Inconscientemente cómplices
En la opinión que ofrecí la semana pasada abordé con la mayor objetividad que me fue posible, el asunto coyuntural que como sociedad nos aborda relativo a la necesaria y urgente reforma al sistema judicial en pleno, como es habitual recibí una buena cantidad de mensajes positivos de amigos y colegas que compartían una visión similar, que aunque no es lo buscado ni el objetivo principal de mis artículos de opinión, con los que solo persigo el interés genuino de llamar a reflexión, son los que afianzan mi compromiso con lo que escribo.
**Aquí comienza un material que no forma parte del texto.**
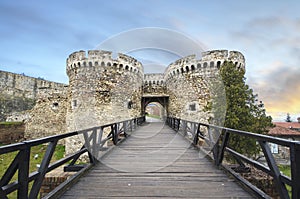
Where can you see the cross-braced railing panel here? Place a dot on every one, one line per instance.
(93, 144)
(217, 139)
Pero entre esa cantidad de mensajes hubo uno en particular, de alguien a quien siempre me mueve una necesidad de saber su opinión y no por validación, sino por su capacidad analítica y su talento de ver lo que al ojo común no le es sencillo de observar, y en una sola línea ya me lo hizo saber, cuando este amigo me escribió: “pero no hablaste de la corrupción, ese si es el verdadero elefante en la habitación del que nadie quiere hablar” y tenía razón, abordé el iceberg por la punta y no llegué a su base, donde está lo más denso y pesado.
Obviamente que estuvo dentro de mis líneas al momento de llevar al papel mi opinión, abordar el asunto de la corrupción, pero honestamente me pareció que hablar de ella me encasillaría en el lugar común de la denuncia y el reclamo estéril en el que muchos sucumben, pero luego recapacito y expreso que no deja de ser necesario seguir exponiéndola, más allá de que a algunos nos parezca en ocasiones banal hacerlo.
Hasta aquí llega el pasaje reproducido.